Todos miraron a la figura que había bajo la sábana. Era una historia terrible.

– Bien, Karsten -concluyó Carl, tendiendo la mano-. Habría preferido volver a encontrarte en mejores circunstancias, pero te agradezco la ayuda.

Se estrecharon la mano.

A Carl se le ocurrió una idea.

– Eh, Assad e Isabel, una pregunta más. Parece ser que el hombre tenía una cicatriz visible. ¿Sabes dónde la tenía?

Miró a la enfermera, que estaba al lado sacudiendo la cabeza. Isabel Jønsson estaba ya profundamente dormida. Tendrían que esperar hasta más tarde.

– Hay tres cosas, o sea, que tenemos que hacer, Carl -informó Assad cuando abandonaron la habitación-. Hay que ir a todos los sitios, entonces, que Yrsa nos ha señalado. Y también, o sea, pensar en lo que nos dijo Klaes Thomasen. ¿No te parece? Y luego está lo de los bolos. Hay que llevar el retrato a todas las boleras, y aparte de eso preguntar a la gente que vive cerca de la casa incendiada.

Carl asintió con la cabeza. Acababa de ver que Rose seguía apoyada en la pared frente a los ascensores. Así que no había ido muy lejos.
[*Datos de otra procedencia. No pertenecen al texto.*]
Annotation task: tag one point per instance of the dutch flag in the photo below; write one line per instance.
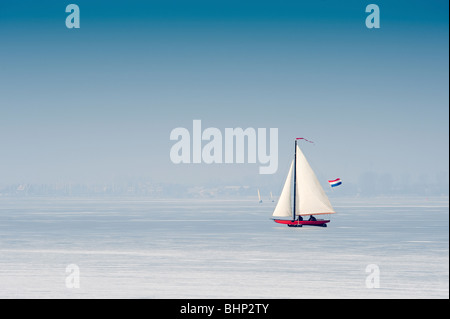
(335, 182)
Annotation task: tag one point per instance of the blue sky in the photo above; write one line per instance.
(98, 103)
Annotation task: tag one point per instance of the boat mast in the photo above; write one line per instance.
(295, 179)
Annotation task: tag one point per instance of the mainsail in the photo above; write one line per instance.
(310, 198)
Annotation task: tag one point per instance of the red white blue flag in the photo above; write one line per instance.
(335, 182)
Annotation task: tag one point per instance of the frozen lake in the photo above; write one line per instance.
(142, 248)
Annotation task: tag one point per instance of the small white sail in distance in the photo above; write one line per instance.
(310, 197)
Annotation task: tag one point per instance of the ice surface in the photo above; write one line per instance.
(141, 248)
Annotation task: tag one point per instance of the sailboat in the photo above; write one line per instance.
(309, 197)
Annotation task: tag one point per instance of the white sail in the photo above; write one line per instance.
(310, 198)
(283, 208)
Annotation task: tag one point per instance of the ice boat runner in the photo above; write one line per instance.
(309, 197)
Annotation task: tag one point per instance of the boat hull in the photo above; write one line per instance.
(300, 223)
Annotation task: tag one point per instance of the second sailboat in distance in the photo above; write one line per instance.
(309, 197)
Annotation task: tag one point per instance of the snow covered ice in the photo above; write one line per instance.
(141, 248)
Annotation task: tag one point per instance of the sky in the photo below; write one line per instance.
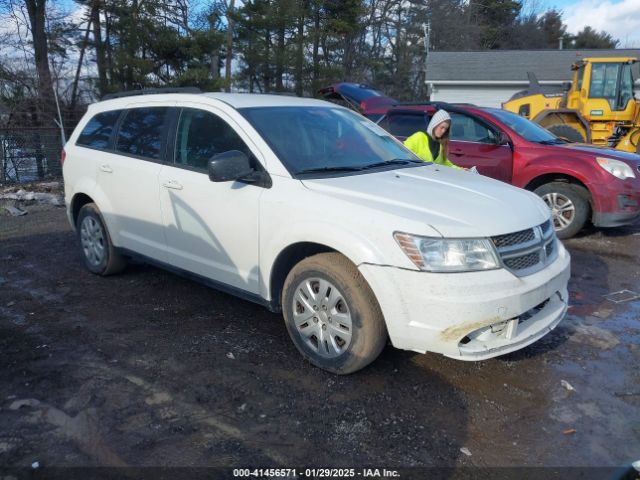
(619, 18)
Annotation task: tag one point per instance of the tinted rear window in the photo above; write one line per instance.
(141, 132)
(97, 133)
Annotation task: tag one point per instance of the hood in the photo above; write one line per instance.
(454, 202)
(601, 152)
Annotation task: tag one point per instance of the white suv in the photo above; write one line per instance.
(310, 209)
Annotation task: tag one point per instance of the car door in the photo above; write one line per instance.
(128, 178)
(475, 143)
(211, 227)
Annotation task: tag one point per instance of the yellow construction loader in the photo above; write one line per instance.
(597, 107)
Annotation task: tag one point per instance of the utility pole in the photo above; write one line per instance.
(426, 27)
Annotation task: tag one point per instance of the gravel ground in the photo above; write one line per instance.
(147, 369)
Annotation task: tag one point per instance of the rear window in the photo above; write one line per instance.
(141, 132)
(97, 133)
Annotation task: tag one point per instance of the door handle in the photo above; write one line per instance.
(172, 184)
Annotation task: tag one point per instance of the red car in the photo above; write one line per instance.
(369, 102)
(578, 182)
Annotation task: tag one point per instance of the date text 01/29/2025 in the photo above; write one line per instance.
(315, 473)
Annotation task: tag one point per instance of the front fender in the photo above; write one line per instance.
(377, 248)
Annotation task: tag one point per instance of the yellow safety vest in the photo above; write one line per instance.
(418, 143)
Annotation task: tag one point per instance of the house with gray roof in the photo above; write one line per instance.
(491, 77)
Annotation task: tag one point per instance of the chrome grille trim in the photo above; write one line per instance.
(527, 251)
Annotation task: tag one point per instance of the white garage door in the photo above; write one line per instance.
(477, 95)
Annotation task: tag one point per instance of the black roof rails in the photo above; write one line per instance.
(151, 91)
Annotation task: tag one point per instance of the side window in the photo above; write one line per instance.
(467, 129)
(97, 133)
(141, 132)
(406, 125)
(201, 135)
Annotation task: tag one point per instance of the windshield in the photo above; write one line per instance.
(357, 92)
(525, 128)
(323, 139)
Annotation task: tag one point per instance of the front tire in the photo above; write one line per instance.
(332, 315)
(98, 252)
(569, 207)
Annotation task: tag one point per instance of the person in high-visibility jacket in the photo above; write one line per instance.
(432, 146)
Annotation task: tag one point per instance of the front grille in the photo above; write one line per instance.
(510, 239)
(527, 251)
(550, 248)
(523, 261)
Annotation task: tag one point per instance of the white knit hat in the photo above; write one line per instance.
(438, 117)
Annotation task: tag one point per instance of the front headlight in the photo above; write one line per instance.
(448, 255)
(616, 168)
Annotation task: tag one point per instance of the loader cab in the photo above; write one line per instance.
(603, 88)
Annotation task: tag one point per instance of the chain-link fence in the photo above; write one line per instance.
(29, 154)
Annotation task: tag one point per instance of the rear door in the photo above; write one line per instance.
(475, 143)
(128, 177)
(211, 227)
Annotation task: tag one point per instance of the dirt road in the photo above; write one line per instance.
(148, 369)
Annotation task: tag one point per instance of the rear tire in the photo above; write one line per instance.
(569, 205)
(98, 252)
(567, 132)
(332, 315)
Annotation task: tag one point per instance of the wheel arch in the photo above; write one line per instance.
(79, 200)
(561, 178)
(285, 261)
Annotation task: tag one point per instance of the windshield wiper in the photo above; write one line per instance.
(329, 169)
(395, 161)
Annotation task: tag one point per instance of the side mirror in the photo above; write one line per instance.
(503, 139)
(229, 166)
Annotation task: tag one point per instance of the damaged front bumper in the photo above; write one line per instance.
(470, 316)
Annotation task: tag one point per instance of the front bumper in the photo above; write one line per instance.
(470, 316)
(617, 204)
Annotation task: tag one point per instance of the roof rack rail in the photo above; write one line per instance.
(151, 91)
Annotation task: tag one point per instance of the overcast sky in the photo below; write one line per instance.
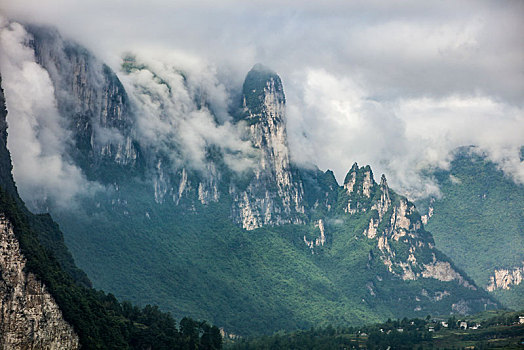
(394, 84)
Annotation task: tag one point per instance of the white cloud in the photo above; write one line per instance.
(366, 81)
(182, 107)
(37, 136)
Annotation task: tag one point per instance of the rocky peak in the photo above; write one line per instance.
(262, 90)
(360, 187)
(29, 315)
(275, 195)
(91, 98)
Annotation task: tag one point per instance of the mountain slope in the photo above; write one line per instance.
(478, 222)
(46, 300)
(270, 246)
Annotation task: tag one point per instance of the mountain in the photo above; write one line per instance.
(46, 302)
(270, 245)
(478, 223)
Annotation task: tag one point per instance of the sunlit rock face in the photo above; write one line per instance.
(405, 247)
(506, 278)
(274, 196)
(29, 316)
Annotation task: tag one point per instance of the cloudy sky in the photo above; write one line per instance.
(396, 84)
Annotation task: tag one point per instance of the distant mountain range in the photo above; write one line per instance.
(268, 245)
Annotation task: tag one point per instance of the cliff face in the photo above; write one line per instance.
(274, 196)
(405, 247)
(506, 278)
(94, 101)
(29, 316)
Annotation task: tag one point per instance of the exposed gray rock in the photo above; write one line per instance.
(29, 316)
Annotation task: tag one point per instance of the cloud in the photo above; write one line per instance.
(338, 123)
(182, 110)
(368, 81)
(37, 135)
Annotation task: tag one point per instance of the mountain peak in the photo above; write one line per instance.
(261, 87)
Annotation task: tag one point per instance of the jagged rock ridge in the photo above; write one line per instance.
(276, 192)
(30, 317)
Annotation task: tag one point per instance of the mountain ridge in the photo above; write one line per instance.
(288, 244)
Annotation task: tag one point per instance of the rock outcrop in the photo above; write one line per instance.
(506, 278)
(274, 196)
(93, 100)
(29, 316)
– ¿Estás mal, Rose? -preguntó cuando se acercaron.

Rose alzó los hombros.

– Ha sido duro contarle al chico lo de su madre -susurró en voz baja. A juzgar por las rayas que se extendían desde su rímel corrido hasta las mejillas, se diría que había llorado de lo lindo.

– Oh, Rose, qué pena, entonces -la consoló Assad. La abrazó con cuidado y estuvieron un buen rato en silencio, hasta que Rose retrocedió, se secó la nariz con sus mangas largas y miró a Carl a los ojos.